I have not posted for a month because I have been travelling on a family holiday to Vietnam, with some side trips to Angkor Wat in Cambodia and the beach in Northern New South Wales. The trip itself was a rite of passage, marking the end of childhood as both our children have now finished school. It may also mark a new phase of life with more travel since I am already contemplating another trip to Portugal and Prague. Until now I have always believed, after Rilke, that the greatest journey is within, but now perhaps I see that as an envious song of innocence.
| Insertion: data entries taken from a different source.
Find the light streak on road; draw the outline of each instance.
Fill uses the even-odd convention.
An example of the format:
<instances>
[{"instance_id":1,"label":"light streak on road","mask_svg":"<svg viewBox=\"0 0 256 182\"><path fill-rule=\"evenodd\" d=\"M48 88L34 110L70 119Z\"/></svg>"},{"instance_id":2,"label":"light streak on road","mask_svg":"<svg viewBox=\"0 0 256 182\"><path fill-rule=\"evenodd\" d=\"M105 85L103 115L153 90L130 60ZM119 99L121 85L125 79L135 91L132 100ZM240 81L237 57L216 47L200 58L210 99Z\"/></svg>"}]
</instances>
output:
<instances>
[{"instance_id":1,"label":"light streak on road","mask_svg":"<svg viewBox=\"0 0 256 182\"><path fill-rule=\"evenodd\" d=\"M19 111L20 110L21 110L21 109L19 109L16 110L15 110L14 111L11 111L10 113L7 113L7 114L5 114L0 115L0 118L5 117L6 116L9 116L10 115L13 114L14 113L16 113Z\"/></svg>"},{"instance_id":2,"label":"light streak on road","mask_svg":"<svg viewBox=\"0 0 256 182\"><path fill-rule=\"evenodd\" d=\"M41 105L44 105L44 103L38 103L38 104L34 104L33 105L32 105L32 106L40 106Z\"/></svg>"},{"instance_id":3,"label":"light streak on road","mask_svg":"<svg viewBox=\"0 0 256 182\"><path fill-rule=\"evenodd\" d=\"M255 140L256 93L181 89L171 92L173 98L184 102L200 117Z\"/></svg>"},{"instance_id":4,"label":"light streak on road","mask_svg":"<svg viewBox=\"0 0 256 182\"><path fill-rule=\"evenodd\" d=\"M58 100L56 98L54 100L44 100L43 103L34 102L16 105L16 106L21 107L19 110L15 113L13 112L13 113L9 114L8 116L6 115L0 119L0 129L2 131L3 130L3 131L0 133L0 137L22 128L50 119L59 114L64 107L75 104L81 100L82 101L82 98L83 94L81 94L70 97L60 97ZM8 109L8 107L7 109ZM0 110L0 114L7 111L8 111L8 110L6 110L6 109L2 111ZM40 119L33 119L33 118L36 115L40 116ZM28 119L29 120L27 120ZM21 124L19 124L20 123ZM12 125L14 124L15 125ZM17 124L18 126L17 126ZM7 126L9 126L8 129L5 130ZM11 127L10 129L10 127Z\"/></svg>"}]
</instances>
Along the way I read John Darwin’s great histories of the rise and fall of empires, After Tamerlane and Unfinished Empire: the global expansion of Britain, and a fair slice of the magnum opus by Jurgen Osterhammel, The transformation of the world: a global history of the nineteenth century. Together with my encounters with the ruins of wonders and the retelling of Vietnam’s history through museums and tour guides, in a strangled jejune marxist-nationalism that was surprisingly dull, these musings have seeded many more posts for the weeks to come. Since I will shortly resume my day job, we will see what kind of posting schedule I can maintain when back full-time in the office. I hope two to three times per week.
The one book I was unable to read was Nguyen Du’s Tale of Kieu (1820). I set off on this journey planning to read it, and I searched the few foreign language bookshops in Hanoi that I found my way to for a copy. But it was only at the last station as I was leaving Ho Chi Minh airport that I presented to one of the stalls a googled copy of the wikipedia entry. The shopkeeper was sure she had one, but it turned out to be a french-vietnamese bilingual edition only.
So my journey to Vietnam will need to continue to the public libraries and shops of Melbourne to uncover this Shakespeare of Vietnamese, and the sad tale of a scholar-bureaucrat who must make decisions about whether to serve a regime that is not true to his heart.